Чувствует, как его рука — слишком жадная, слишком торопливая — ложится на член, уже налитый кровью. И как это прикосновение сносит ему башню. Как он сопротивляется стонам, пытающимся сорваться с губ, как с пропасти.
Он не застонет.
— Я не хочу, чтобы потом это считали чем-то грязным. И меня, — низко гудит Люцифер. И Дино едва соображает.
Как он может так думать?
Каккаккак, когда он едва — от того, чтобы сорваться с грани, чтобы сорвать с себя кожу и кричать, кричать, кричать.
— Я… я хочу этого, — и слова остаются на губах исповедью. Дино не может отыграть это назад. Он может только дать ему то, чего он хочет.
Он хочет ему это дать. Он хочет отдать ему себя всего — с потрохами. Чтобы он не оставил от него ни одной клеточки, чтобы он стал его костями.
И Люцифер, выдыхая ему в ухо, двигает рукой по члену. Вверх-вниз. Настойчивее. Так, что дыхание становится хриплым, частым.
— Ну давай, застони, — ожесточенно говорит Люцифер, подначивая, соревнуясь с ним даже здесь.
Дино сначала упрямо сжимает губы, а потом всё равно выгибается, и острая волна удовольствия срывает с его губ короткий, задушенный стон. Он победил.
Только пусть не убирает руку.
Вот только когда он кладёт его на землю, а сам опускает лицо к ширинке, Дино к этому совершенно не готов. У Дино кровь отливается от сердца, он выпучивает глаза, ему хочется закричать, чтобы он прекратил, по-ангельски, праведно, как следовало бы сделать — прежде чем Люцифер издевательски, порнушно, блядски ухмыляется. Облизывает губы.
И, высвобождая его член, обхватывает его ртом.
Теперь Дино не сможет сдержать стона. Даже если бы хотел — не смог.
Он вообще не понимает, где заканчивается мир, а где начинается удовольствие. Он забывает даже своё имя, кажется.
Люцифер облизывает головку. Люцифер ведёт рукой по стволу, и Дино снова выгибается, коротко ахая. Он продолжает ахать, охать, сверхчувствительный, обострённый. Видя, как он следит потемневшими глазами за ним.
Слишком. Это просто слишком.
Поэтому он позволяет ему смотреть на своё искажённое удовольствием лицо. На то, как его ломает.
Он берёт член в рот глубже, и Дино напрягается. Пах сводит судорогой.
Пощади. Просто остановись. Я не могу это контролировать. Я ничего из этого контролировать не могу.
И тогда Люцифер, послав ему ещё один злой, тёмный, резанувший беззащитного Дино, заглатывает ещё глубже. Назло. Насмешливо ожидая того, как ему снесёт башню ещё больше.
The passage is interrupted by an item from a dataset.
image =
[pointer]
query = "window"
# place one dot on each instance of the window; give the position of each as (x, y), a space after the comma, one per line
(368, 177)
И Дино, издав громкий стон сквозь закушенные губы, кончает.
Люцифер облизывает губы, проглотив всё. Дино не может на него смотреть. И не может восстановить дыхание.
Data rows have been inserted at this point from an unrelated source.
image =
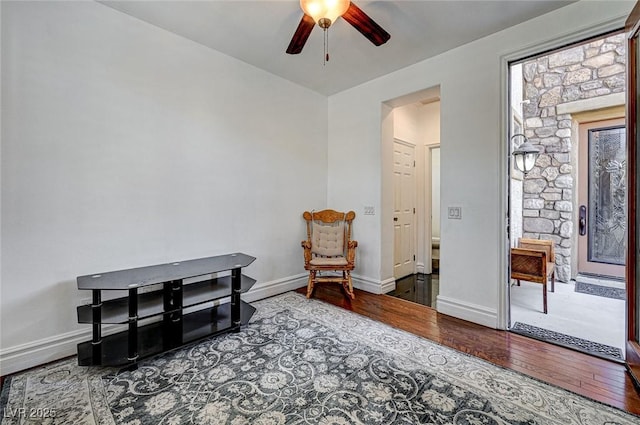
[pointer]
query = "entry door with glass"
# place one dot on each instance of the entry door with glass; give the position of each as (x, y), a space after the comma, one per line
(602, 191)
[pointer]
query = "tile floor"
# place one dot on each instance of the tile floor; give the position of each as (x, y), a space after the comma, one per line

Позже, когда Люцифер утыкается ему носом в шею, а Дино мечтает забыться сном (или убить себя), к ним опускается чёрный ворон с бельмом на глазу.
Ворон держит в клюве записку, которую Люцифер тут же читает. Потом внимательно смотрит на ворона.
Кивает ему, прежде чем тому улететь.
— И что мы? Куда? — спрашивает Дино.
Люцифер впервые за долгое время по-настоящему улыбается.
*
Рим объят пламенем.
Рим наполнили демоны, уничтожающие всё на своём пути. Это привычная картина для Дино, сидящим с Люцифером на крыше.
Единственное, что было для него непривычно — то, что одни демоны вдруг начали драться с другими, восставая.
— Почему мы здесь? И почему… — поражённо спрашивает он, не веря в то, что происходит.
Впервые он смотрит на Люцифера — а у того такой свет на лице, что Дино чувствует, как крокодилы в его животе превращаются в бабочек.
Он красивый.
Боги, какой же он красивый.
— Вопрос не в том, где, — говорит Люцифер, приближаясь к нему. Он касается его шеи. Дино по привычке сжимается, теряется, готовый обороняться. Но не отходит. — А в том, кто.